NUA Cost basis for company merger

As you are probably aware Aetna has tendered an offer of 37 billion to purchase Humana.
I currently own a large portion of Humana company stock. If I retire after the deal is closed – sometime in the 2nd half of 2016, how will the cost basis be determined?
Is this a case by case method or are there rules governing such actions? I currentlly have a cost basis of around $99,000.00. Aetna stated that each Humana share would receive $125 cash plus .8375 Aetna share after the closing.



The cost basis amount plus any new purchases of Humana and/or Aetna shares prior to retirement should transfer to the surviving Aetna shares. However, the cash payout amount poses a problem as it is coming from a liquidation of some of your Humana shares for cash instead of replacement Aetna shares. Since the cash reduces the amount of Aetna shares you will receive, I think your cost basis will be reduced proportionately (look at it as selling some of your Humana shares with their cost basis back to the plan to raise the cash).  If you are sure that NUA benefits you, if you can possibly get an explanation from the plan (may not be possible for quite awhile) how they would calculate your new cost basis due to the cash component, you might consider retiring sooner and completing the LSD before the conversion.
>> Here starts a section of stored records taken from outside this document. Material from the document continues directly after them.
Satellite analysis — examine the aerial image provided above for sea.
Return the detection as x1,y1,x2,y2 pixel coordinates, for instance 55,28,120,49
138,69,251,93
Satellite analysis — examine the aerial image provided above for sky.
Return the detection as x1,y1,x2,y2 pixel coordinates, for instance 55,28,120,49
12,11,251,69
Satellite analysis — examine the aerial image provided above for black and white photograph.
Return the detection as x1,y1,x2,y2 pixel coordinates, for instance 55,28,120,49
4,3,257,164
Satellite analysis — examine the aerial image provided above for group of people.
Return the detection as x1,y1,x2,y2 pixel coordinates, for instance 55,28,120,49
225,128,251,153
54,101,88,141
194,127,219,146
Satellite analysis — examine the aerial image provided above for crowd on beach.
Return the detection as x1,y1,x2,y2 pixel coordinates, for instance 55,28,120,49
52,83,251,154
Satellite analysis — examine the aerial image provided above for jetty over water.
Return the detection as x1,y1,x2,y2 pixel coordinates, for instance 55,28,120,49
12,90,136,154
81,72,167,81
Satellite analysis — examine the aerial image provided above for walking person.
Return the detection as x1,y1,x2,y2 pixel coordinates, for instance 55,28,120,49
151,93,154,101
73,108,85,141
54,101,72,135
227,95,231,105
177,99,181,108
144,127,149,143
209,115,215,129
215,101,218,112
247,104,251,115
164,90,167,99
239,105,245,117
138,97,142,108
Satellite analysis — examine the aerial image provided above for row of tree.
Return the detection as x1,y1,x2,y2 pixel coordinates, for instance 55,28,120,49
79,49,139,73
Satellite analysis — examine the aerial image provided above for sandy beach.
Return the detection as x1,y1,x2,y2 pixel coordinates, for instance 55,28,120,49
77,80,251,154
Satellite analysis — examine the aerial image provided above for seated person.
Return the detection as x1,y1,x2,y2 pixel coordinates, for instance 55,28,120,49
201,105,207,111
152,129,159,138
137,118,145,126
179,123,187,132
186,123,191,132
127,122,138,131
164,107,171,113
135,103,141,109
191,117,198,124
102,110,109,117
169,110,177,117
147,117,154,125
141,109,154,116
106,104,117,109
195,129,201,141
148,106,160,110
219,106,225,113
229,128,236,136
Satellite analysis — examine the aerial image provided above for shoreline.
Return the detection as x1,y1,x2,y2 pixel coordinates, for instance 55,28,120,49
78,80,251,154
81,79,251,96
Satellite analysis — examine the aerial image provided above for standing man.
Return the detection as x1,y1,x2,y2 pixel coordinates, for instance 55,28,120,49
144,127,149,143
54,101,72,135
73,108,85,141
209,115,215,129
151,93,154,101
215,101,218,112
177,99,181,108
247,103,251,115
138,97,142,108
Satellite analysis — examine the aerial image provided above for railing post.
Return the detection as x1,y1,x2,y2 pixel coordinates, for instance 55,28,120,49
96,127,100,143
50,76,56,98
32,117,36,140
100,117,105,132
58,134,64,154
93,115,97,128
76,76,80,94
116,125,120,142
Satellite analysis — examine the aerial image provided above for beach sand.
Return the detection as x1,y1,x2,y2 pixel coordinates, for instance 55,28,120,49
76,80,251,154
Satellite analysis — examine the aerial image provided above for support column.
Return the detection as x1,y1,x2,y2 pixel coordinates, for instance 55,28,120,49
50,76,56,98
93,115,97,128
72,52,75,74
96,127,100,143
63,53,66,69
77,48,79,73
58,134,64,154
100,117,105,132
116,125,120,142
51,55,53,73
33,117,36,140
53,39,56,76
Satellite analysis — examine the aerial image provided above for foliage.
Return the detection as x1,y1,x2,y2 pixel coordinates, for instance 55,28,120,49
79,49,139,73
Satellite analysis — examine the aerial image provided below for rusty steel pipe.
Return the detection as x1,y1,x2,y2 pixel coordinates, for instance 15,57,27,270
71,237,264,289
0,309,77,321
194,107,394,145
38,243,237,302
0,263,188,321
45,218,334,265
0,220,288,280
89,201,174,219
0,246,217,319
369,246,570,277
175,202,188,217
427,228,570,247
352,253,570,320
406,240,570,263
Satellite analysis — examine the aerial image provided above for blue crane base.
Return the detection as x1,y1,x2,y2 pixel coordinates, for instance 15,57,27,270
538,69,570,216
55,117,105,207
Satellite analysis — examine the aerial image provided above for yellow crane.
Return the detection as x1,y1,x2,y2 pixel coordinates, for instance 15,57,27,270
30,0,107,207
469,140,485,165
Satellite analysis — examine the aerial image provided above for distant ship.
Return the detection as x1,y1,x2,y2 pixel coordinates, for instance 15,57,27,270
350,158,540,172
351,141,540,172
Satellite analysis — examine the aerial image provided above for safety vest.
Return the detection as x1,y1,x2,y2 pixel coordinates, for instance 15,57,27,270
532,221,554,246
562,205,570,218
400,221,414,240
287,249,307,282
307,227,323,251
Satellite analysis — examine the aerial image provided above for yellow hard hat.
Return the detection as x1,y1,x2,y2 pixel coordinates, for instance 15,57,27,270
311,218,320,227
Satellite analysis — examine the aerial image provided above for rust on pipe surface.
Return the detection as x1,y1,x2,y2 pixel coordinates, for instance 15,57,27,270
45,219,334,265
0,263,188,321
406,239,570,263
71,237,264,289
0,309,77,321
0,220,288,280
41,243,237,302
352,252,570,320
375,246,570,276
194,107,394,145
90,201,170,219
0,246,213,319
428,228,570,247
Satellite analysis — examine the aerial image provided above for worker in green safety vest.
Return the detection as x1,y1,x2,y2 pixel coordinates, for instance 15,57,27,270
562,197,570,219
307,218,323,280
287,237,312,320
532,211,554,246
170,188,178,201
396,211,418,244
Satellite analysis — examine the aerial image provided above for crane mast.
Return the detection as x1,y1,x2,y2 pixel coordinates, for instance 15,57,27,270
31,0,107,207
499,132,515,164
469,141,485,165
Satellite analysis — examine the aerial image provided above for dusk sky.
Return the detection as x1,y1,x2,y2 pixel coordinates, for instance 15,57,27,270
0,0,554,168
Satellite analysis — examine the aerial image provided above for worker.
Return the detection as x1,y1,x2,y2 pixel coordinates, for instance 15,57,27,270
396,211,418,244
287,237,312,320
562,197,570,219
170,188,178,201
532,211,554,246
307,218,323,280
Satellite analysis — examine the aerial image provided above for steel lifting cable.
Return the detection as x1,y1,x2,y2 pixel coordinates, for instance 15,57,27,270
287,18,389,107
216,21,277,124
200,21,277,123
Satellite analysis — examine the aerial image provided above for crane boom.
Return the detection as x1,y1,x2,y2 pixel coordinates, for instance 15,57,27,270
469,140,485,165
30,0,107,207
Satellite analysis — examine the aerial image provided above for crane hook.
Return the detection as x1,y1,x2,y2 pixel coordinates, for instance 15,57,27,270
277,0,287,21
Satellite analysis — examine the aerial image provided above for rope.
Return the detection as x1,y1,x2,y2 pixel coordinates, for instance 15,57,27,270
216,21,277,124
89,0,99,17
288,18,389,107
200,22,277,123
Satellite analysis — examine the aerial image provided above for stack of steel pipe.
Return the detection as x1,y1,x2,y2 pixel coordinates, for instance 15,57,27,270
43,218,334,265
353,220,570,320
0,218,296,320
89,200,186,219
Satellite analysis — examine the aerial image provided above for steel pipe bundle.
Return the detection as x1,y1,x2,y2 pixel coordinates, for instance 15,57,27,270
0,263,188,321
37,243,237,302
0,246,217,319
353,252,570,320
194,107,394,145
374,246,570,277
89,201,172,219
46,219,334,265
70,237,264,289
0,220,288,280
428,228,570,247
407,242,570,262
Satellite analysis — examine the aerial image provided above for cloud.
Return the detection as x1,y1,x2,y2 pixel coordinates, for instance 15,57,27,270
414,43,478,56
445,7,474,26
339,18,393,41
According to you I will have about 45% in Aetna unitized fund and 55% in cash? Is that correct? When I execute the NUA is the stock portion only eligible for NUA. The cash portion has to be move to an IRA account just like my other investments under my 401K?



Yes, the cash would be included with the IRA direct rollover money. NUA would be limited to the Aetna shares actually distributed. The cost basis for those shares should be based on 45% of your prior cost basis. Your cost basis % as a portion of total value should not change, but the net affect is that your NUA amount is also reduced to 45%. I would confirm all this with the plan if the deal actually closes. The other option is to retire before the deal closes if possible and get the lump sum distribution completed before the deal closes since that would preserve NUA on the full value of the Humana shares at the time of the distribution. If your cost basis is 99k, be sure the current value is around 3 times that to make NUA worthwhile.



Thanks. Total value is more than 3 times – a current value of $450,000.I really wanted a larger amount of NUA so I would have 3 different large buckets at retirement time: Tax free (Roth and HSA) – Tax deferred – Trad IRA and taxable (NUA). This gave me a lot of flexibility with regards to taxes in my retirement years. I will continue to monitor – no final decision when I will execute the NUA.Thanks again.